For two-year associate degrees, Bowen said, 6 percent of students graduate in two years. By year three, 15 percent of the original enrollees have graduated, and by year four, 19 percent have graduated.
WSU's efforts to increase the number of graduates include:
- Adopting a full-length summer term so there are three complete semesters during the year.
"More flexibility by offering a full summer semester is working well for our students," Bowen said. "Summer will never be as large as the fall or spring semester, but it now has 45 percent of the attendance of fall or spring."
- Classes offered during day and evening hours, and options on the main campus, at the Davis campus in Layton and at WSU West Center in Roy.
- Online developmental math classes to help students prepare for college-level math, which leads to increased chances of successful university completion.

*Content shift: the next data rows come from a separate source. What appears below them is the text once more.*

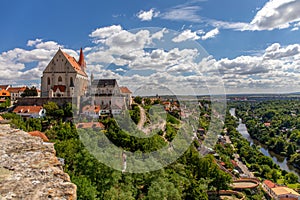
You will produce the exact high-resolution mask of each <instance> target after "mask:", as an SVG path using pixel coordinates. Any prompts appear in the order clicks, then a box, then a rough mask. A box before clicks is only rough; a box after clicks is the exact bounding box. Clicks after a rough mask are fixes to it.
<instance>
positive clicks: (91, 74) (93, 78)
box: [91, 72, 94, 85]
mask: <svg viewBox="0 0 300 200" xmlns="http://www.w3.org/2000/svg"><path fill="white" fill-rule="evenodd" d="M93 81H94V74H93V72H92V73H91V85H92V82H93Z"/></svg>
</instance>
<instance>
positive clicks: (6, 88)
mask: <svg viewBox="0 0 300 200" xmlns="http://www.w3.org/2000/svg"><path fill="white" fill-rule="evenodd" d="M8 87H9V85H0V90H1V89H2V90H6V89H7V88H8Z"/></svg>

- Increasing the number of student jobs on campus, so students have less need to leave campus for work and vice versa.
- Activities of the Retention and Persistence to Graduation Committee, which Bowen chairs.
- An early-alert referral service to identify students with poor performance or attendance.
School advisers contact struggling students and refer them to campus services that may be able to help. Those services include financial and medical services, psychological services, the Women's Center and child care services.